「止めろぃ!」
「友香、やっぱり肌きれいだね」
「そ、そう?」
ちょっとやばいかな。今、スイッチ半押しくらいか?
「ウエストも細ーい」
腰をつかんで、すりすりされる。そこから、徐々に上へと手が上がってきて、
「おっぱいもおっきーい」
「止めろぃ! 変なところを触るな!!」
来ると思った。
慌てて祭の手を掴み、祭の方へ向き直る。案の定、祭はむくれて
「いいじゃん、女の子同士だしさ」
もっと触らせろと、遠まわしに脅迫してきた。
「だーめ」
それでもかたくなに断っていると、
「なるほど。ここは彼氏くんだけの場所っていうこと?」
後ろから麗さんに胸を触られた。
「ちょ、麗さん!」
「あ、麗だけずるい~」
祭の手をつかんでいるため、抵抗が出来ない。
「やわらかいわねー。羨ましいわー」
麗さんだけは常識人だと信じていたあたしは馬鹿だった。麗さんだって、風呂場の意味不明なテンションに惑わされる。
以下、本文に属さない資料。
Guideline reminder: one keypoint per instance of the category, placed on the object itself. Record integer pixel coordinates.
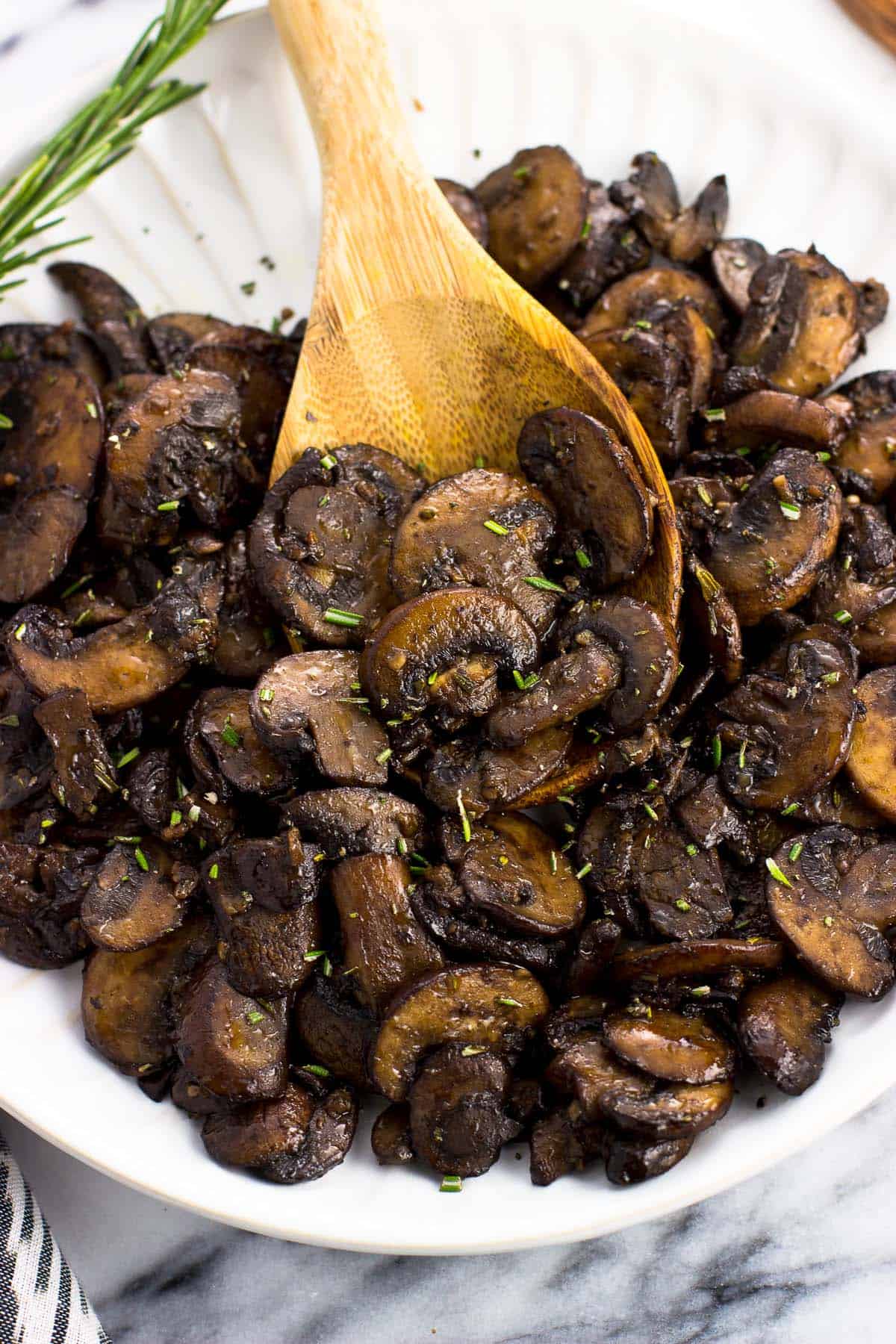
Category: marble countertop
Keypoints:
(803, 1253)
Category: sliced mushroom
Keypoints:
(511, 871)
(564, 687)
(536, 211)
(112, 315)
(467, 208)
(127, 996)
(652, 376)
(175, 445)
(494, 777)
(865, 456)
(801, 329)
(385, 947)
(714, 620)
(700, 957)
(790, 729)
(734, 264)
(647, 296)
(355, 821)
(770, 549)
(491, 1006)
(783, 1027)
(457, 1110)
(391, 1136)
(320, 544)
(231, 1043)
(40, 894)
(833, 921)
(433, 633)
(682, 1110)
(593, 482)
(47, 464)
(563, 1142)
(137, 897)
(131, 662)
(652, 196)
(669, 1046)
(335, 1028)
(26, 757)
(312, 703)
(82, 768)
(481, 530)
(633, 1160)
(872, 757)
(608, 249)
(647, 648)
(225, 749)
(262, 893)
(296, 1137)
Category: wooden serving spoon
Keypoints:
(417, 340)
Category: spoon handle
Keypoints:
(339, 55)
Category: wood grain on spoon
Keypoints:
(417, 340)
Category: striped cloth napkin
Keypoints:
(40, 1300)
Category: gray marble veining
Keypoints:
(803, 1254)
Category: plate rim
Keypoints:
(840, 1108)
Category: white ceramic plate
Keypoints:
(184, 222)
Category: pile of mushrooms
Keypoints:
(361, 785)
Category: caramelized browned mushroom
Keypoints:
(385, 947)
(801, 329)
(457, 1110)
(137, 897)
(49, 452)
(26, 757)
(467, 208)
(225, 749)
(40, 894)
(82, 768)
(127, 996)
(511, 871)
(391, 1136)
(652, 376)
(320, 544)
(435, 632)
(349, 821)
(262, 893)
(669, 1046)
(652, 196)
(833, 921)
(593, 482)
(536, 211)
(231, 1043)
(491, 1006)
(131, 662)
(296, 1137)
(312, 703)
(491, 777)
(645, 647)
(872, 757)
(482, 530)
(790, 727)
(112, 315)
(783, 1027)
(734, 264)
(335, 1028)
(864, 457)
(770, 549)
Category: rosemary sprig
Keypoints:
(99, 136)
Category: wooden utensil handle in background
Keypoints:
(876, 16)
(337, 50)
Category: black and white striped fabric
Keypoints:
(40, 1300)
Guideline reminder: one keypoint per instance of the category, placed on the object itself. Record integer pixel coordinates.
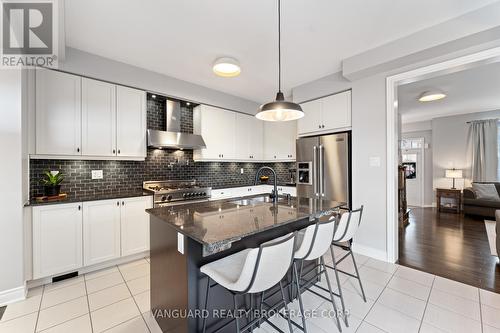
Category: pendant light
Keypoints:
(279, 110)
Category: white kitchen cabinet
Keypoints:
(98, 118)
(131, 122)
(249, 138)
(101, 231)
(218, 129)
(311, 121)
(328, 114)
(279, 139)
(134, 224)
(57, 113)
(57, 239)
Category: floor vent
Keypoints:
(64, 277)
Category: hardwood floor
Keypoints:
(449, 245)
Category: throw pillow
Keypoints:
(486, 191)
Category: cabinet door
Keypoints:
(101, 231)
(256, 138)
(57, 113)
(243, 137)
(57, 239)
(218, 128)
(280, 140)
(135, 224)
(98, 118)
(311, 122)
(131, 122)
(336, 111)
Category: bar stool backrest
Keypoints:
(317, 240)
(348, 225)
(274, 259)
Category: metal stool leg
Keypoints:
(357, 274)
(297, 281)
(338, 284)
(235, 315)
(287, 314)
(207, 294)
(331, 294)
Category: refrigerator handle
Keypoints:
(315, 171)
(321, 171)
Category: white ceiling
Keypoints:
(182, 38)
(472, 90)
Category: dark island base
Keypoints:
(178, 288)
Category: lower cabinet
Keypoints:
(135, 224)
(101, 231)
(57, 239)
(67, 237)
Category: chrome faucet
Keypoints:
(274, 195)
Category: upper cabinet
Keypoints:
(98, 118)
(77, 116)
(58, 113)
(280, 140)
(217, 126)
(131, 122)
(328, 114)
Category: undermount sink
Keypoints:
(256, 201)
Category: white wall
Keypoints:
(11, 201)
(428, 161)
(449, 137)
(86, 64)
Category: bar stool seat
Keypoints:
(233, 272)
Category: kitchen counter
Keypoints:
(91, 197)
(185, 237)
(217, 224)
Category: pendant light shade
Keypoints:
(280, 110)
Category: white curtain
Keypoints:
(483, 150)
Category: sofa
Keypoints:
(480, 207)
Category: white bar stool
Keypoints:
(346, 229)
(252, 271)
(313, 243)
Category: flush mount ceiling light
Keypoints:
(279, 110)
(226, 67)
(433, 95)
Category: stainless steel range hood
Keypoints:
(172, 138)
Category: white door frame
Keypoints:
(392, 82)
(421, 167)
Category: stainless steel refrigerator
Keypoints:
(324, 167)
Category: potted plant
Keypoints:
(52, 183)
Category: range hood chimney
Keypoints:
(172, 138)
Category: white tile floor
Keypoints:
(400, 299)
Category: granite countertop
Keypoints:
(217, 224)
(91, 197)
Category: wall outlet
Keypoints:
(97, 174)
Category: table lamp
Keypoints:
(453, 173)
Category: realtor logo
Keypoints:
(28, 34)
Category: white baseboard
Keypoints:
(12, 295)
(369, 252)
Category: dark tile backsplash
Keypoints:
(159, 165)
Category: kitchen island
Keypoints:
(185, 237)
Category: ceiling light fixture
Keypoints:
(279, 110)
(433, 95)
(226, 67)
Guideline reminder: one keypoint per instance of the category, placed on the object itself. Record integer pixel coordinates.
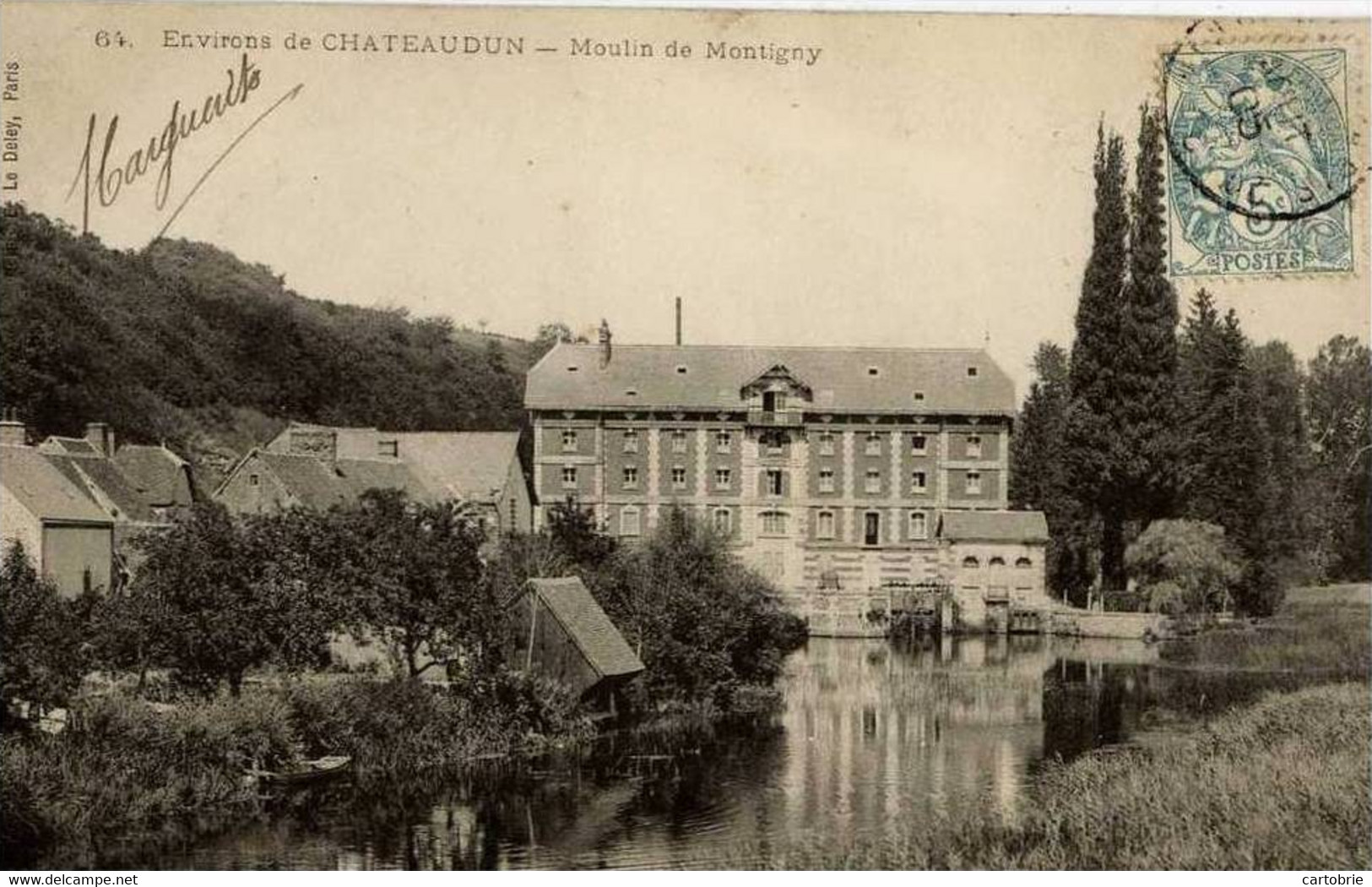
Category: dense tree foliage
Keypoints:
(1093, 445)
(41, 659)
(179, 340)
(1150, 423)
(416, 579)
(1038, 476)
(230, 595)
(1185, 568)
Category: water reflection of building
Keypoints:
(874, 729)
(876, 740)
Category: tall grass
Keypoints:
(1282, 784)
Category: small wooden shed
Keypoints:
(560, 632)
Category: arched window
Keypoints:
(774, 524)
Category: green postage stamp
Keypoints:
(1260, 171)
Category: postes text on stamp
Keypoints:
(1260, 173)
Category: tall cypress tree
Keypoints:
(1147, 364)
(1228, 454)
(1093, 445)
(1038, 476)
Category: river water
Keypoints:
(874, 737)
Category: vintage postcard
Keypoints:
(567, 438)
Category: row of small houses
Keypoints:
(76, 504)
というか、なんでここの人はここまでオープンなのだろうか。あたしでさえも、祭に触りたい! って思ったけど、それを隠してなかったことにしてるのに。
「止めてくださいよっ」
身をよじっていれば、
「たのしそーねー」
美優さんが浴槽からあがってきたらしい。
「あ!」
やばいって、もうやばいって。一番暴走するのは美優さんだって。もうダメだ。
体を死守しようと祭から手を離し、逃げようと美優さんから背を向ける。ちなみに、まだ体は泡だらけ。
麗さんの横をすりぬけて…と思っていたら、
「逃げないの」
と麗さんに体を抱きとめられ、
「とりあえずシャワー浴びようか」
体の泡を流された。祭も一緒に。若干鼻に水が入ってしまい、少しむせる。
「あら、大丈夫?…さて、浴槽へ行きましょう」
気遣ってくれたはずの麗さんの笑顔が黒かった。錯覚じゃない、絶対黒かった。